Il presbitero ricorda poi come l’Eucaristia sia stata anche la forza che alcuni secoli prima ha permesso a San Francesco d’Assisi di baciare e curare un lebbroso.

Era un malato che insultava chi cercava di aiutarlo, anche Francesco. E lui cosa ha fatto allora? È andato davanti al Santissimo Sacramento a pregare, e quando è tornato ha detto: “Farò quello che mi chiederai”. Il lebbroso gli risposte: “Voglio che mi lavi tutto, perché emano un odore così cattivo che neanch’io riesco a sopportarlo”.

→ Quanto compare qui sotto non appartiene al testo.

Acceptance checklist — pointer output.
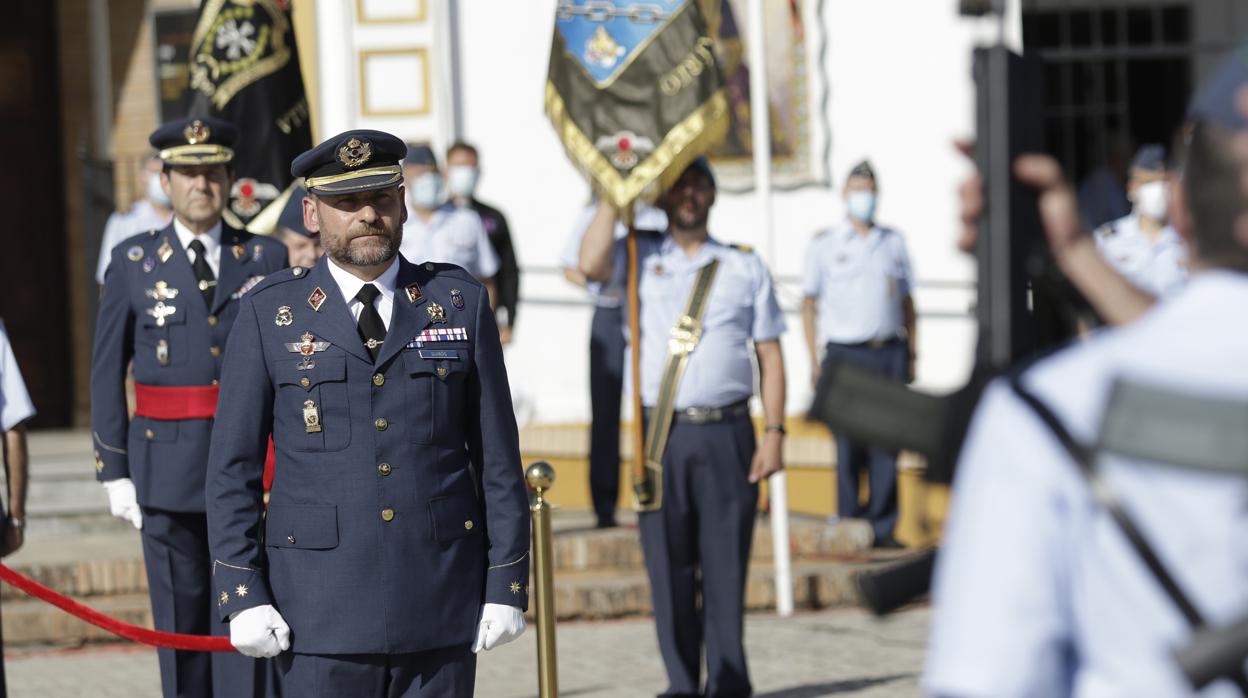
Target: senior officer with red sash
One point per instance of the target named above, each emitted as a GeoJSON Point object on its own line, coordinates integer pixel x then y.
{"type": "Point", "coordinates": [170, 299]}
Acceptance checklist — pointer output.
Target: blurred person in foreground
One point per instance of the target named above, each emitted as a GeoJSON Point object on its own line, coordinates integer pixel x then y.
{"type": "Point", "coordinates": [152, 211]}
{"type": "Point", "coordinates": [608, 349]}
{"type": "Point", "coordinates": [1037, 591]}
{"type": "Point", "coordinates": [302, 245]}
{"type": "Point", "coordinates": [15, 411]}
{"type": "Point", "coordinates": [858, 309]}
{"type": "Point", "coordinates": [1141, 245]}
{"type": "Point", "coordinates": [463, 174]}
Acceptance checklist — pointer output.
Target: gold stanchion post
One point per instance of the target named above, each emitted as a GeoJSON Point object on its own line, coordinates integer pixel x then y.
{"type": "Point", "coordinates": [541, 477]}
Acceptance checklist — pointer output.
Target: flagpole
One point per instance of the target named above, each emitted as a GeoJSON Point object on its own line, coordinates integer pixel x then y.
{"type": "Point", "coordinates": [760, 122]}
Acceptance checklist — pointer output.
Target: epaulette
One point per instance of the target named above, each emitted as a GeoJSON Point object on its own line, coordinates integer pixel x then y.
{"type": "Point", "coordinates": [280, 276]}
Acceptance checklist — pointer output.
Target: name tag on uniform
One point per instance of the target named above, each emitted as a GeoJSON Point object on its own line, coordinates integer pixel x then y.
{"type": "Point", "coordinates": [439, 335]}
{"type": "Point", "coordinates": [439, 353]}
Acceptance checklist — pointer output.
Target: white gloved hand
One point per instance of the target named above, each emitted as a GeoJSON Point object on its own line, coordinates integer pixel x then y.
{"type": "Point", "coordinates": [260, 632]}
{"type": "Point", "coordinates": [499, 624]}
{"type": "Point", "coordinates": [124, 501]}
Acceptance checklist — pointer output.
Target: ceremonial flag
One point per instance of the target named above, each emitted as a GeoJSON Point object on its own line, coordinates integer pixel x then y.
{"type": "Point", "coordinates": [634, 91]}
{"type": "Point", "coordinates": [245, 69]}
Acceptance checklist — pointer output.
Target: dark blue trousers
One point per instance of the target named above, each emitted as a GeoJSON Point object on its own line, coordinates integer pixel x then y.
{"type": "Point", "coordinates": [851, 456]}
{"type": "Point", "coordinates": [607, 349]}
{"type": "Point", "coordinates": [448, 672]}
{"type": "Point", "coordinates": [180, 586]}
{"type": "Point", "coordinates": [699, 545]}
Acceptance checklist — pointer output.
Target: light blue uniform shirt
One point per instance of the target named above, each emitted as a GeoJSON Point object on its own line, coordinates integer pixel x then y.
{"type": "Point", "coordinates": [453, 236]}
{"type": "Point", "coordinates": [858, 282]}
{"type": "Point", "coordinates": [1156, 266]}
{"type": "Point", "coordinates": [610, 294]}
{"type": "Point", "coordinates": [1037, 591]}
{"type": "Point", "coordinates": [741, 307]}
{"type": "Point", "coordinates": [15, 405]}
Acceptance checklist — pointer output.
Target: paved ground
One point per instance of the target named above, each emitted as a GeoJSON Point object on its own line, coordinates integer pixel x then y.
{"type": "Point", "coordinates": [841, 653]}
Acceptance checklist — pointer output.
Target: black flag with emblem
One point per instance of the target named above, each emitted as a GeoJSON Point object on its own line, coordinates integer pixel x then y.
{"type": "Point", "coordinates": [245, 69]}
{"type": "Point", "coordinates": [634, 91]}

Il santo che ha ispirato il nome del papa attuale non ci pensò due volte, chiese che gli portassero dell’acqua calda con erbe aromatiche e man mano che lavava l’uomo vedeva la sua carne putrefatta recuperare il suo colore naturale. Alla fine il lebbroso guarì.

San Francesco è chiamato “il giullare di Dio” perché tutto quello che ha fatto è stato per amore nei confronti di Dio, ha commentato monsignor Ramírez, “ma è molto più folle la pazzia d’Amore del Santissimo Sacramento per quello che Gesù fa per noi”.

“Lì il Signore lava la nostra anima, non con l’acqua, ma con il suo Preziosissimo Sangue”, afferma. “Lì ci curiamo dal marciume del peccato e dell’amore per noi stessi”.